I highly recommend the cable car. It’s fun to hang above the forests while seeing the mountain loom closer and closer. It’s exhilarating!
I took the 9:34AM train, which arrived at the station around 10:34M. It’s pretty straightforward because you basically get off the train and walk straight to the cable car area, which is in the same building.
The cable car ride takes about 4 minutes and drops you off at the foot of the monastery. Walk uphill and you’ll soon enter the monastery area, where you can visit the basilica (the main church), the museum, or the shops.
This place is typically filled with people. When I was there, several school groups has arrived and the lively chatter of kids playing was all over the square.
There are additional funiculars that take you to other parts of the mountain. These require purchase of additional tickets. (Note, you can buy an all-in-one ticket for Montserrat if you plan on taking all of the funiculars.) I decided to take the San Joan funicular, since I had read it takes you the highest part of the mountain, offering grand views of the entire area.

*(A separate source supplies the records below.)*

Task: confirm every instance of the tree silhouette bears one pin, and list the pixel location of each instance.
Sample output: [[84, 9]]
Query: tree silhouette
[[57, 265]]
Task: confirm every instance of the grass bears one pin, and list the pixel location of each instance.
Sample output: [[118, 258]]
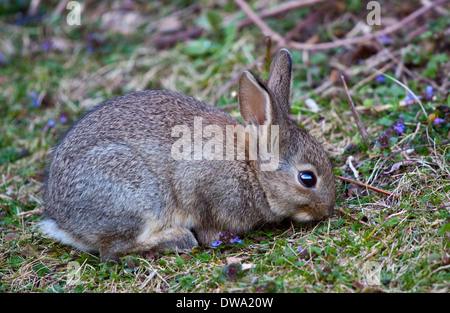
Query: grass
[[50, 73]]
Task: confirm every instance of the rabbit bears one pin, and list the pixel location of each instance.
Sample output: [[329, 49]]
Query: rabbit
[[115, 187]]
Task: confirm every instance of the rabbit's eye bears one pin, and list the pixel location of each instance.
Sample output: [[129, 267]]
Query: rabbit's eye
[[307, 178]]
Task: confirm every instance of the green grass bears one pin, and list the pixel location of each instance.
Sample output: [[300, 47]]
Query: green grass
[[372, 243]]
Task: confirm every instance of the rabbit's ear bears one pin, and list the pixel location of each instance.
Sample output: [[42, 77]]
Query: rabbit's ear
[[280, 78], [254, 100]]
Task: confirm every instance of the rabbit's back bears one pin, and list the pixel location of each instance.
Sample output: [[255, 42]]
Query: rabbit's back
[[113, 174]]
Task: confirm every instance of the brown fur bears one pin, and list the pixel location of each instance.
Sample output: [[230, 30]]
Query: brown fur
[[114, 187]]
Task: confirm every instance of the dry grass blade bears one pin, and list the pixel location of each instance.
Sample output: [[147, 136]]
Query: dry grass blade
[[361, 128], [354, 181]]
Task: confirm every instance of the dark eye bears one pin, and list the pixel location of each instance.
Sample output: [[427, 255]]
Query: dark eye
[[307, 178]]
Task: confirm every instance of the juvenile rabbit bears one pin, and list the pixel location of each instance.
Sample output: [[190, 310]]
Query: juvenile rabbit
[[116, 185]]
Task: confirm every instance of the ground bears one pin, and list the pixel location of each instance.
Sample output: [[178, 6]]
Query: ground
[[394, 238]]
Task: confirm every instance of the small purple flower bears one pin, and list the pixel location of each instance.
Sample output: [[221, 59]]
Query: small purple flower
[[438, 121], [3, 59], [399, 128], [35, 97], [380, 79], [51, 123], [63, 118], [46, 46], [236, 240], [429, 92], [411, 98]]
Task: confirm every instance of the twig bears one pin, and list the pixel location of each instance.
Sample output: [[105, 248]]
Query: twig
[[407, 88], [329, 45], [260, 23], [285, 7], [388, 30], [361, 128], [340, 210], [311, 18], [354, 181]]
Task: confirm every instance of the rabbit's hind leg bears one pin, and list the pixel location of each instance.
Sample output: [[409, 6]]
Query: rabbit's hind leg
[[178, 239]]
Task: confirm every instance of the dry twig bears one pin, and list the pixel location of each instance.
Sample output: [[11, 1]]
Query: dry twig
[[361, 128], [354, 181], [257, 20]]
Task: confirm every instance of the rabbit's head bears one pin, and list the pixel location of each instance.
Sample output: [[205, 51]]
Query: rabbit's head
[[299, 181]]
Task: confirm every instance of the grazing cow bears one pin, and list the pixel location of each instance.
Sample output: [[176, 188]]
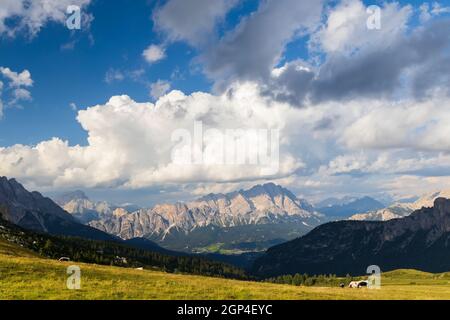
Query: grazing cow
[[363, 283]]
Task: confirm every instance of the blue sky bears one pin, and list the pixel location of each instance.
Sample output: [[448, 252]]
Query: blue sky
[[69, 70]]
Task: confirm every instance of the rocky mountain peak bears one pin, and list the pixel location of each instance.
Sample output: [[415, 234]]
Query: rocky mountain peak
[[69, 196]]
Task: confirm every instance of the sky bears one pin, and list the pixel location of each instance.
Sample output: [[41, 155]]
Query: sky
[[351, 96]]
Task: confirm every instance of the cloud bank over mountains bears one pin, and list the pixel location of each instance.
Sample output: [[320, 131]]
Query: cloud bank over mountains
[[358, 110]]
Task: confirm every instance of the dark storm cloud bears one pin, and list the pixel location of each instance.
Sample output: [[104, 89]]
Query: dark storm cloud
[[250, 51]]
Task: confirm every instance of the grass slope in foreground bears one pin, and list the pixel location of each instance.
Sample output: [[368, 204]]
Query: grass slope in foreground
[[24, 275]]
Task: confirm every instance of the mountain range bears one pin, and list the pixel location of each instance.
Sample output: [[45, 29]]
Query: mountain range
[[400, 209], [418, 241], [243, 220], [33, 211], [347, 206]]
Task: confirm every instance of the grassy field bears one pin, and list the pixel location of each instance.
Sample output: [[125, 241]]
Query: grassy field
[[23, 275]]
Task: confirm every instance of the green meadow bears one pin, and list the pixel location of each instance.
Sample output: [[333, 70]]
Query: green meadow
[[24, 275]]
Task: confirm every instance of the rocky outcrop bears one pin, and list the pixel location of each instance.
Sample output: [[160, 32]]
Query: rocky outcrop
[[262, 204], [400, 210], [33, 211]]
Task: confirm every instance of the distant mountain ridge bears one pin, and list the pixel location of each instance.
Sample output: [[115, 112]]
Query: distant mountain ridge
[[401, 209], [174, 224], [261, 204], [336, 208], [419, 241], [85, 210], [33, 211]]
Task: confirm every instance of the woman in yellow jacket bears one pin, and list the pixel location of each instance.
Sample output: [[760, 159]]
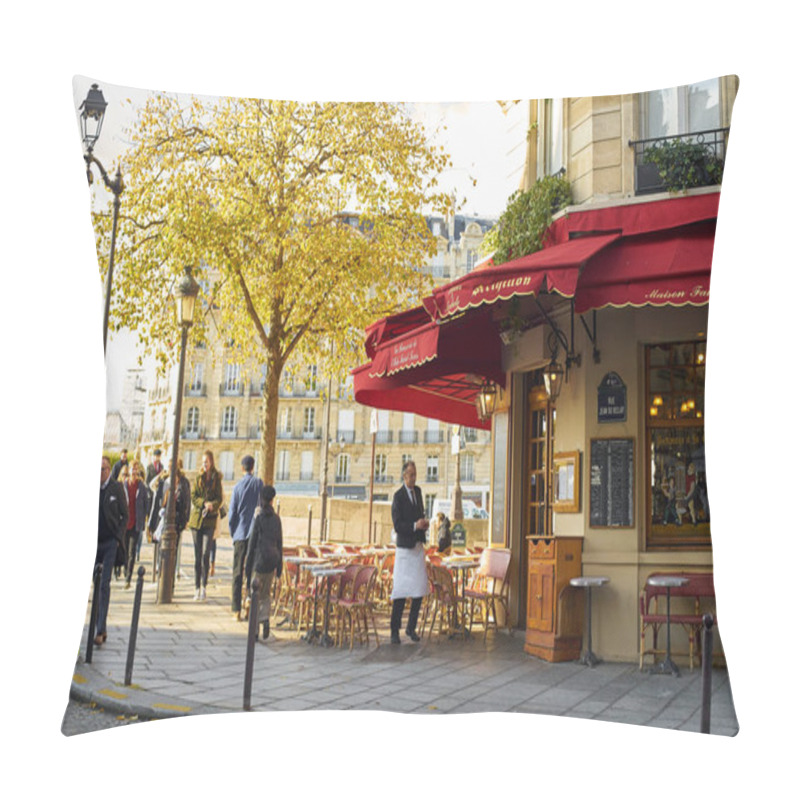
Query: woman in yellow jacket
[[206, 500]]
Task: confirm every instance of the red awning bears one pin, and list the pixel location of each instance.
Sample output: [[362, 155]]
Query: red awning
[[431, 359], [662, 269], [434, 371], [554, 269]]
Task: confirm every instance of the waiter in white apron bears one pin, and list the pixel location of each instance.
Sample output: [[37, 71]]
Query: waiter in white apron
[[410, 575]]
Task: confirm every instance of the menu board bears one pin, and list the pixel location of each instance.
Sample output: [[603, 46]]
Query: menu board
[[611, 483]]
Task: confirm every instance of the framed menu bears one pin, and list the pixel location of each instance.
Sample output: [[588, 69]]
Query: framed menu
[[611, 465]]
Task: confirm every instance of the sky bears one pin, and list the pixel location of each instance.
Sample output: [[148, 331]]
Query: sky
[[485, 143], [55, 398]]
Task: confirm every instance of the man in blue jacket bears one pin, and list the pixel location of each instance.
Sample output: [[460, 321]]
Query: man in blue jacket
[[240, 517]]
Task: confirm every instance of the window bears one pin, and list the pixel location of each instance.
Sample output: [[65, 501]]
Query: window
[[231, 377], [229, 419], [284, 463], [678, 513], [432, 474], [226, 464], [193, 421], [197, 378], [343, 468], [683, 109], [467, 467], [311, 379], [306, 465], [554, 136]]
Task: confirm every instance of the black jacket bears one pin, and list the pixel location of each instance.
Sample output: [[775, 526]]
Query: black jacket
[[265, 545], [404, 515]]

I ended up hiking up to San Joan and beyond, spending about an hour total hiking around.
The views were magnificent, and because I went there first (before visiting the basilica, the famous black Madonna, or other popular sites), I pretty much had the place to myself, which was really, really nice.
Visiting the Monastery
At around 12:30PM I took the funicular back down to the monastery area to hear the world famous Montserrat Boys Choir sing during their daily mass.
The church was crazy crowded – I could barely get inside the door. They sang for about 10 minutes, singing two pieces. Their voices were spectacular, and it was a treat to hear them. I was a bit distracted by all the tourists crammed into the back of the church. Perhaps I should have come earlier so I could get a seat. Oh well, it was still nice listening to them.
Afterwards I stood in line to see the famous Black Madonna. I waited for about 40 minutes in line, which is typical. The entire church was built to facilitate the worship of the black Madonna. She is situated high up right at the center of the stage so that all worshippers can see her.
Finally, I decided to hike down a bit to explore more of the area. There are some nice steps leading down behind the restaurant building, which has some other nice views.
I spent close to a whole day here, and I felt that it was a good amount of time. I took the 4:30PM cable car back to the train station, and got back to Barcelona in plenty of time for dinner. If I had extra time, I would have spent a bit more time hiking different trails. There are numerous trails in the area, and I only scratched the surface of it.
Visiting Montserrat was definitely one of the highlights of my trip and I would highly recommend it to anyone who loves hiking, mountains, and history.